Fix: At first I wanted to remove wrapping from task constructor in tasks.py as it shouldn't be needed in case when we execute environments in sequence (BatchEnv meet API requirements when it calls environments). However, it introduces some seg. faults. Strange and certainly not good, I have no idea why is that.

So the other way is to simplify code in simulate.py to:

def define_batch_env(env_ctor, num_agents, env_processes):
    with tf.variable_scope('environments'):
        envs = [env_ctor() for _ in range(num_agents)]
        env = batch_env.BatchEnv(envs, blocking=not env_processes)
        env = in_graph_batch_env.InGraphBatchEnv(env)
    return env

Locally it works when I run training with debug config. @danijar should I create PR?

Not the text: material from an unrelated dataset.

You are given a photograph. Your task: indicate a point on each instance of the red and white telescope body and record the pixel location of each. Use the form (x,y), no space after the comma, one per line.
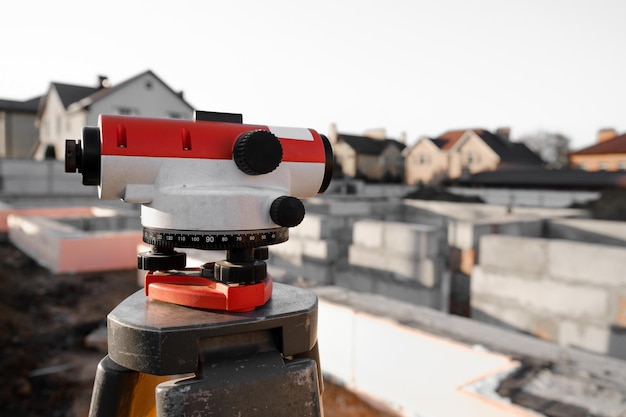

danijar commented 5 years ago

Thanks! Yes, a PR would be welcome.

danijar commented 5 years ago

Hi @piojanu, I've looked into this more and decided to extend the functionality a bit to also support isolating environments into processes. This helps avoid OpenGL errors on some system configurations. I've already incorporated those changes and pushed them to Github, so I'm closing your PR. By the way, the external process wrapper was only used once as it should since it was disabled in simulate.py. Thanks again for bringing this to my attention!